WHAT IS TREE TOPPING?
Tree topping is most often desired to reduce the size of a tree. It is the cutting of tree branches or lateral branches that are not large enough to assume the end role, typically to the stubs. The other names associated with this procedure are "heading," "rounding over," "tipping," and much more, depending on where you are from.
WHY IS IT BAD?
STRESS: No one likes stress, and neither do our trees! This act alone can remove 50 to 100 percent of the tree’s leaf-bearing crown, that is a huge portion of the trees livelihood! Leaves are how your tree keeps healthy, nourished and rich in color. Removing or topping them can starve a tree and trigger various survival mechanisms, such as, the dormant buds will awaken and be activated, forcing the rapid growth of multiple shoots below each cut. The tree then feels the need to put out a new crop of leaves as soon as possible as it is going into a state of fear and panic.

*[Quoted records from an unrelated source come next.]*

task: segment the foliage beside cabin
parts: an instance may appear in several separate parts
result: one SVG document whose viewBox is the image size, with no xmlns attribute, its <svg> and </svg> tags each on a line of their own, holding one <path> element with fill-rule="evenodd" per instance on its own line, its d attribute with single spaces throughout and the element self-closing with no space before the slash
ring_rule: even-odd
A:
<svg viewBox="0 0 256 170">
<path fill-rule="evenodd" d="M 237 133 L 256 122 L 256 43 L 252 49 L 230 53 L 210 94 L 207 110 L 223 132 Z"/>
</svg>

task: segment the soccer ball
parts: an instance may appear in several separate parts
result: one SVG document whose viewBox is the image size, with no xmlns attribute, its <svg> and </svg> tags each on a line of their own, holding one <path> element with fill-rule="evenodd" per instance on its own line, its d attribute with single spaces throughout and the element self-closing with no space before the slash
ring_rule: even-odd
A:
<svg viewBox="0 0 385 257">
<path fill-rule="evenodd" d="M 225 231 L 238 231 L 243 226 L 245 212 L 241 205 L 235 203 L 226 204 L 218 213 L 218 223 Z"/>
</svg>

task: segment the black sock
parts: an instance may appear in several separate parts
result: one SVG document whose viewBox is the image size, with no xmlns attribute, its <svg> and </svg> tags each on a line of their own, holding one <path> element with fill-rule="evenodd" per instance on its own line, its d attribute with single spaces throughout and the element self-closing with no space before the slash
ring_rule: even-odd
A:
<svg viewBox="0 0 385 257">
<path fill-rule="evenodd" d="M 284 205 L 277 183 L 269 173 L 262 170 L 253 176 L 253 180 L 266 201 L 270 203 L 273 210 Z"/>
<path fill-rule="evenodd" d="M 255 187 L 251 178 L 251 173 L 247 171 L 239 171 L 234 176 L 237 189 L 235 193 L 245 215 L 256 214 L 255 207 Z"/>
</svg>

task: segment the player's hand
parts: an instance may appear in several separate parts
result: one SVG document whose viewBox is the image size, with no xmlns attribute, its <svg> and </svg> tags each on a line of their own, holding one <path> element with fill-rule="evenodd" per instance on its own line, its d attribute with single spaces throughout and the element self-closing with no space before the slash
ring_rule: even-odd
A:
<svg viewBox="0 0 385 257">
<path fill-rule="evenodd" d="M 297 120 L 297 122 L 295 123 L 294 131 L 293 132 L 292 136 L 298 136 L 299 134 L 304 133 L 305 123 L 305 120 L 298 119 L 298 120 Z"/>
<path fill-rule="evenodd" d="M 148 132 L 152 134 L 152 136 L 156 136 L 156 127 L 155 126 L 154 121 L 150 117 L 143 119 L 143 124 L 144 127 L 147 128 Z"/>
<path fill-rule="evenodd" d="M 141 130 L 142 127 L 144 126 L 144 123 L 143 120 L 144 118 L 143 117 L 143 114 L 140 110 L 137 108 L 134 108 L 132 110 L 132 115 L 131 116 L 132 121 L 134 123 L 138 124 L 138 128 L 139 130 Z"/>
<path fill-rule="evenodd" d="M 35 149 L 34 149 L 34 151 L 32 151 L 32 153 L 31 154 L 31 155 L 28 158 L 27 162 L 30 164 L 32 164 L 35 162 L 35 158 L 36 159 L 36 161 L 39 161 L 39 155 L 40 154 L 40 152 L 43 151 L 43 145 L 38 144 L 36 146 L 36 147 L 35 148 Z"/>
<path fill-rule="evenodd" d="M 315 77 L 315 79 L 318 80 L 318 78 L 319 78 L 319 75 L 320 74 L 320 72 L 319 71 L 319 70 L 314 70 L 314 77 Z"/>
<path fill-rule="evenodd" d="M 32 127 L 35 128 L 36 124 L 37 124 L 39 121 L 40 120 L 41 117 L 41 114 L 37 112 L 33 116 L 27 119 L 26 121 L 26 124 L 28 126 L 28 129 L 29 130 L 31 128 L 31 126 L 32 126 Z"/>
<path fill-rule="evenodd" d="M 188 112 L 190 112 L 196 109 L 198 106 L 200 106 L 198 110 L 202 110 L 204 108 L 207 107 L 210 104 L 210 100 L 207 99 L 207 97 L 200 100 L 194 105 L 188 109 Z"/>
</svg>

If a tree does not have the stored energy reserves to do so, it will be severely weakened and is at serious risk of dying. A stressed tree with large pruning wounds is more vulnerable to insect and disease infestations as well as other attacks such as molds and fungus. The tree may lack sufficient energy to chemically defend the wounds against invasion, and believe it or not, some insects are attracted to the chemical signals trees release! So, there you have a recipe for disaster!
DECAY: If you want to prune your tree correctly, cuts are to be made just beyond the branch collar, where it attaches. The tree is adapted, and able to close such a wound when this happens provided the tree is healthy, and the wound not too big. If a cut is made along a limb between lateral branches, this creates stubs with wounds that the tree may not be able to close; exposing wood tissues that could begin to decay. Very few trees can defend the severe wounds caused by topping, and the decay organisms will find a way to freely move down through the branches, destroying everything in its path.
SUN EXPOSURE: Who knew that our precious trees could also suffer severely from the damages the sun emits? Branches within a tree’s crown produce thousands of leaves absorbing sunlight, so when you top your tree, you remove vital leaves that provide protection and nourishment to the tree. Those remaining branches and trunk are suddenly exposed to high levels of light and heat, which can result in sunburn of the tissues beneath the bark, and lead to cankers, bark splitting, and even death.
RISKY BUSINESS: When a tree must turn to survival mode to produce multiple shoots below each topping cut, it comes at an enormous expense to the tree. These shoots develop from buds near the surface of the old branches and are anchored solely in the outermost zones of the parent branches which are weakly attached. The new shoots grow very fast in one year in some species and are prone to breaking, especially during windy, icy, or stormy conditions. So, while your intention was to reduce risk by reducing height, the risk of limb failure has now very substantially increased.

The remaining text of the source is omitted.